Der Große Preis von Großbritannien 1969 fand am 19. Juli in Silverstone statt und war das sechste Rennen der Formel-1-Saison 1969.

Berichte[Bearbeiten]

Hintergrund[Bearbeiten]

Piers Courage im Brabham BT26A

Die Entwicklung allradgetriebener Formel-1-Wagen erreichte ihren Höhepunkt. Vier solcher Fahrzeuge wurden zum Großen Preis von Großbritannien gemeldet, und zwar zwei Lotus 63, ein Matra MS84 sowie ein Mclaren M9A. Die Besetzung dieser Fahrzeuge wechselte allerdings im Laufe des Wochenendes mehrfach, da kaum ein Fahrer mit dem Fahrverhalten und den Trainingsergebnissen der Wagen zufrieden war.

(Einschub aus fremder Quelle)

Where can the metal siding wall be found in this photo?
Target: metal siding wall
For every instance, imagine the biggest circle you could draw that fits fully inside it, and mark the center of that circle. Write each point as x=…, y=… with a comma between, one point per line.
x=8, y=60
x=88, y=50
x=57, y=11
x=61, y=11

Das B.R.M.-Werksteam Owen Racing Organisation, das den Großen Preis von Frankreich zwei Wochen zuvor wegen Unstimmigkeiten innerhalb des Unternehmens ausgelassen hatte, kehrte mit Tim Parnell als neuem Teammanager nach einigen Umstrukturierungen zurück. Unter anderem war das Privatteam Reg Parnell Racing, das die ersten drei WM-Läufe dieser Saison mit B.R.M.-Fahrzeugen bestritten hatte, aufgelöst worden. Der dadurch freigestellte Fahrer Pedro Rodríguez besetzte nun ein zweites Ferrari-Cockpit neben Chris Amon. Der inzwischen modifizierte BRM P139 wurde für John Surtees gemeldet, während sein Teamkollege Jackie Oliver weiterhin den P133 pilotierte.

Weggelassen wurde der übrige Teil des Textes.